Promptfoo is an open-source tool for testing, evaluating, and red-teaming large language model (LLM) applications. It solves the challenge of systematically measuring and comparing LLM output quality by providing a framework for defining test cases, running prompts against multiple models and configurations, and evaluating results using automated scoring methods. Promptfoo enables developers to treat prompt engineering as a rigorous, data-driven discipline rather than a trial-and-error process, bringing software testing best practices to the emerging field of AI application development.
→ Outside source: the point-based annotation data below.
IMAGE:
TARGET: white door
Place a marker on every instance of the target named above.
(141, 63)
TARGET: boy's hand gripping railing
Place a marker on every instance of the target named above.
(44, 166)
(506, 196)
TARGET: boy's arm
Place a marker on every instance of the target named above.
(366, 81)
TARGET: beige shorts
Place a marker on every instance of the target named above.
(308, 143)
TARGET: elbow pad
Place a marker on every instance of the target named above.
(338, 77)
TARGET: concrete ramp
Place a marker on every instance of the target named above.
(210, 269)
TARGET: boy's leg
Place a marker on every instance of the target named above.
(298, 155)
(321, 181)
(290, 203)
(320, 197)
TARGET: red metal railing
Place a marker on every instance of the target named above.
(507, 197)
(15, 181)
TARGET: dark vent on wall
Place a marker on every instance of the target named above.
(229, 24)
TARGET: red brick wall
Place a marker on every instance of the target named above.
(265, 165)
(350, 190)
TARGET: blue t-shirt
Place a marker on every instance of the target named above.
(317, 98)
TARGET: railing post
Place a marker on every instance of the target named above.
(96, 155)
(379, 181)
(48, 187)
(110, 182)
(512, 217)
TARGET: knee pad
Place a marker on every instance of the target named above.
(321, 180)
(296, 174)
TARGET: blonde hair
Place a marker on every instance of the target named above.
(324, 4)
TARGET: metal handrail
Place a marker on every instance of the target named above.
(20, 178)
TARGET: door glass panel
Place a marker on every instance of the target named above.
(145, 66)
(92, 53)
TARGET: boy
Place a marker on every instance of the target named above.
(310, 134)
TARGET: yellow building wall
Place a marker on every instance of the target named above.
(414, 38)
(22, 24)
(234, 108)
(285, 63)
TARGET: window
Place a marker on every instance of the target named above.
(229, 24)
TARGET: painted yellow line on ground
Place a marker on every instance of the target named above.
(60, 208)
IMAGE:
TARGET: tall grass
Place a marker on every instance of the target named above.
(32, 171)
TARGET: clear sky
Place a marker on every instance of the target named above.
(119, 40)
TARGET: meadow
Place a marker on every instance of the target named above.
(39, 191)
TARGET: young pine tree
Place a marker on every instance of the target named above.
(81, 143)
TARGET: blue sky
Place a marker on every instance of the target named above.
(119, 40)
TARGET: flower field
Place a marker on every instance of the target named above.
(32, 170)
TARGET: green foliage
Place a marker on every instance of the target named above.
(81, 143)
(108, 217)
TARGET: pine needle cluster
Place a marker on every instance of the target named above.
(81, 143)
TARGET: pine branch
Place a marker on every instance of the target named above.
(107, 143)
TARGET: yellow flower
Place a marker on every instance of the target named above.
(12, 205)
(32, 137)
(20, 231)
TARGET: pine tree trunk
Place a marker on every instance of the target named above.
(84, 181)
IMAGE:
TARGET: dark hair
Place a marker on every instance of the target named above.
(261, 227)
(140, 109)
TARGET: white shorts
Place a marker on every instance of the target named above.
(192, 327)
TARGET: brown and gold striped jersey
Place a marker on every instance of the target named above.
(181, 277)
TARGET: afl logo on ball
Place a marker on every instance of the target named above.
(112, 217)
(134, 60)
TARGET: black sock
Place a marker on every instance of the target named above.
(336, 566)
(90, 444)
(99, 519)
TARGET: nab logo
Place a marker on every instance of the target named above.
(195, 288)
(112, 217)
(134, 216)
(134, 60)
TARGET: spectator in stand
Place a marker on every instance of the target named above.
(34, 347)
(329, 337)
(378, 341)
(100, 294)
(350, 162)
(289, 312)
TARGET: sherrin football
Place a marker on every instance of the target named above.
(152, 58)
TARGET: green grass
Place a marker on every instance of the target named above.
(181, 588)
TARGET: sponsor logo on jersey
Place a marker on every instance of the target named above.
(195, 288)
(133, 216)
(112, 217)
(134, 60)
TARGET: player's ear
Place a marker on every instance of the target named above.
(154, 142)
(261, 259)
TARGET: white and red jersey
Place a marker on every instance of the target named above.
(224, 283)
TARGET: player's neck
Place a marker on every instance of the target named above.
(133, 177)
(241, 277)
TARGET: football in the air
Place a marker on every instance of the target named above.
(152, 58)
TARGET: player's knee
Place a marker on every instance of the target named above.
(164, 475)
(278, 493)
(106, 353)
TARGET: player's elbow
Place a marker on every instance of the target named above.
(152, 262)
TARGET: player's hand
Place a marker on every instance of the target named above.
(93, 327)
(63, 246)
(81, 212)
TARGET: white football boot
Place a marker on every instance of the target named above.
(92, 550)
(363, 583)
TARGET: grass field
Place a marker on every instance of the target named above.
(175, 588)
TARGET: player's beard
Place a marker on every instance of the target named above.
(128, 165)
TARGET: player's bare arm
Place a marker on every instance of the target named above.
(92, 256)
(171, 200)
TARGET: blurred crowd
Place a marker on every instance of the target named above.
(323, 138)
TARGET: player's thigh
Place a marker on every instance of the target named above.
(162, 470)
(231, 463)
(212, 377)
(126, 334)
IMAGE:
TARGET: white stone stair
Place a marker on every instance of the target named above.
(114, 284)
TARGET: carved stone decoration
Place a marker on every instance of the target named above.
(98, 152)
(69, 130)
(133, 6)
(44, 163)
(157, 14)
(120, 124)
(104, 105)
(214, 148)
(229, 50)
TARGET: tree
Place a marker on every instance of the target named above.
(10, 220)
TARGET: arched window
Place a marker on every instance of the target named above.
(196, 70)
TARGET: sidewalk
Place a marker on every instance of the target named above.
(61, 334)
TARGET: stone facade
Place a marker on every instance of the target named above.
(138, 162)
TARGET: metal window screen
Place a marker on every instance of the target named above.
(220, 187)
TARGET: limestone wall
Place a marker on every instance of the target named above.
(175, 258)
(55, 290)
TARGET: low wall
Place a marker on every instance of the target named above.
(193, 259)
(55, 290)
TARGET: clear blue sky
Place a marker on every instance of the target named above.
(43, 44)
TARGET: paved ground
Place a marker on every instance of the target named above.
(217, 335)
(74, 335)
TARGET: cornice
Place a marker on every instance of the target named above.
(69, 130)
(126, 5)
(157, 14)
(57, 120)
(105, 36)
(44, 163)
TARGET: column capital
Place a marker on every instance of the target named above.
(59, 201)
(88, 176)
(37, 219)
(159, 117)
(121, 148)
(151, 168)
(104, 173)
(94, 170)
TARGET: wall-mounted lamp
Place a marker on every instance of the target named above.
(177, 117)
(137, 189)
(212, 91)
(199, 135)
Promptfoo supports testing against any LLM provider including OpenAI, Anthropic, Google, Mistral, and local models, with side-by-side comparison of outputs across different models and prompt variations. It provides built-in evaluation metrics including factuality, relevance, toxicity, and custom assertions, a web UI for reviewing and comparing results, and CI/CD integration for automated regression testing of prompts. Promptfoo also includes red-teaming capabilities for identifying jailbreaks, hallucinations, and safety vulnerabilities in LLM applications, with configurable attack strategies and risk categories.
Promptfoo is designed for AI engineers, ML engineers, and developers building LLM-powered applications who need to ensure consistent output quality, compare model performance, and detect regressions when prompts or models change. It integrates with popular LLM frameworks and APIs, supports RAG pipeline evaluation, and can be embedded into CI/CD workflows for automated quality gates. Promptfoo is particularly valuable for teams deploying LLM applications in production who need confidence that changes to prompts, models, or retrieval systems will not degrade the user experience.